Jakarta – Kantor Wilayah Kementerian Hukum dan Ham Sumatera Selatan tengah gencar memberikan pendampingan kepada pemerintah daerah (pemda) terkait pelindungan dan pemanfaatan kekayaan intelektual.
“Untuk tahap pertama ditahun 2020 balitbang kab muba sudah mengajukan Indikasi Geografis gambir toman muba yang insha Allah di tahun 2023 ini akan keluar serifikatnya, dan ditahap kedua tahun 2023 balitbang muba mau mengajukan kembali IG tentang motif batik gambo dari limba getah gambir, yang untuk saat ini masih dalam proses kelengkapan administrasi”, ungkap Kakanwil Kemenkumham Sumsel, Dr.
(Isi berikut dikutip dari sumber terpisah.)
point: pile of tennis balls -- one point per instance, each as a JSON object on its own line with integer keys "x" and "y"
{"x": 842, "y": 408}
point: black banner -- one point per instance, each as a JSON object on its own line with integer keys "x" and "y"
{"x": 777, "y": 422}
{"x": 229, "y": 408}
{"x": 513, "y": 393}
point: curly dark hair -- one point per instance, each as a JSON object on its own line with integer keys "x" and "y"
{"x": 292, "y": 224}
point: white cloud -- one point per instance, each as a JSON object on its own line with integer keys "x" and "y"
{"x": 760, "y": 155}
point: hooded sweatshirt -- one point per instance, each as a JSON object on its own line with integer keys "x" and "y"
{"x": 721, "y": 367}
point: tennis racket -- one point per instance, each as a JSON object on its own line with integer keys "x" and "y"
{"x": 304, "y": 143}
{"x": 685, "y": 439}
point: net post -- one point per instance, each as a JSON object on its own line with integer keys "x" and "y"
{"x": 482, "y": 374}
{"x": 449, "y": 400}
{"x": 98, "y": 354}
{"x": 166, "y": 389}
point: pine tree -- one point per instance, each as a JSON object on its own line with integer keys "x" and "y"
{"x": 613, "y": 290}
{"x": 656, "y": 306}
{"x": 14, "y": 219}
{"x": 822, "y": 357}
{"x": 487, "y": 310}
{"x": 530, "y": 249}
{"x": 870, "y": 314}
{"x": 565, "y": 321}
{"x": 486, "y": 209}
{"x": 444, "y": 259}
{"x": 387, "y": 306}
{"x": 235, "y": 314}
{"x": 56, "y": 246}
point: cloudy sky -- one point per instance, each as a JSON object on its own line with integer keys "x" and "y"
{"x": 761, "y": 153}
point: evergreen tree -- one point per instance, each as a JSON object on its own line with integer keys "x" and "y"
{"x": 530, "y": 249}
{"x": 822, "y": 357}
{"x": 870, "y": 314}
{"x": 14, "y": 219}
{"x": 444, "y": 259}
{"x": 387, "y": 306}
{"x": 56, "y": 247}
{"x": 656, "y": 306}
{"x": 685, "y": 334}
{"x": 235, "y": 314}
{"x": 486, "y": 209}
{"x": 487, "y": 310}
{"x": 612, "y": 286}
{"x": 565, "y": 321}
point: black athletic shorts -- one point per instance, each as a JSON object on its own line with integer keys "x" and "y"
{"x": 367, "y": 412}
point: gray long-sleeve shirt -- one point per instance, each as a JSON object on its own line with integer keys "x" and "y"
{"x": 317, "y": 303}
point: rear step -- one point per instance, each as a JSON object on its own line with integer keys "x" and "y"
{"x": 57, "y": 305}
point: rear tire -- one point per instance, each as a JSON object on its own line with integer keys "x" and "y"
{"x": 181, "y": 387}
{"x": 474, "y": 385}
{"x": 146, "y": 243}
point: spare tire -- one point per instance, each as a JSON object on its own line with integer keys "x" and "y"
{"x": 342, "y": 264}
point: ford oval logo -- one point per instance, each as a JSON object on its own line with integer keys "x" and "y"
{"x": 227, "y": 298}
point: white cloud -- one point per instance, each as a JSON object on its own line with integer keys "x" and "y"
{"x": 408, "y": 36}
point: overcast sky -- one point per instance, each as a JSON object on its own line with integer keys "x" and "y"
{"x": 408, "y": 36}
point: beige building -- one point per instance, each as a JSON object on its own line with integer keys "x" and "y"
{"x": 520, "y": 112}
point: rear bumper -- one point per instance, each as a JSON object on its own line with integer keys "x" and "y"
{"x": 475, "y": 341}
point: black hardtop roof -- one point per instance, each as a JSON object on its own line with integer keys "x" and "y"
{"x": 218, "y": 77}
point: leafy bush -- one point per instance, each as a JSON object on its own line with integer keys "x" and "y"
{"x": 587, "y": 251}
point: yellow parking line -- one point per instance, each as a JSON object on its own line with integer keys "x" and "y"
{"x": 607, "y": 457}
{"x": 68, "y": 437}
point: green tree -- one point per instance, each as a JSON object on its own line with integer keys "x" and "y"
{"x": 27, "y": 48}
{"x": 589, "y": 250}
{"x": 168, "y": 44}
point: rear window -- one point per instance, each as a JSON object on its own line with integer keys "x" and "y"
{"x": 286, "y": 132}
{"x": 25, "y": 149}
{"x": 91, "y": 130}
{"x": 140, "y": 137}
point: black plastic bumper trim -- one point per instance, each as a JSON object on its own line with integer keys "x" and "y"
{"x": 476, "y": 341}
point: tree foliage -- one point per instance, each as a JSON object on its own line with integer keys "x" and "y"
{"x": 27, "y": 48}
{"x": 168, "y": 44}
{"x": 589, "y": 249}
Ilham Djaya (20/1).
Menurut Ilham, semangat yang dimiliki Pemda Muba patut diapresiasi, karena memiliki kesadaran akan pentingnya pelindungan hukum terhadap potensi daerahnya. “Apresiasi dan terimakasih kepada pemda Muba atas semangat untuk mendaftarkan indikasi geografis tanaman gambir”, ungkap Ilham.
Gambir (Uncaria gambir (Hunt.) Roxb) merupakan tanaman spesifik lokasi di wilayah Kabupaten Musi Banyuasin yang sejak lama diusahakan di wilayah Desa Toman Kecamatan Babat Toman.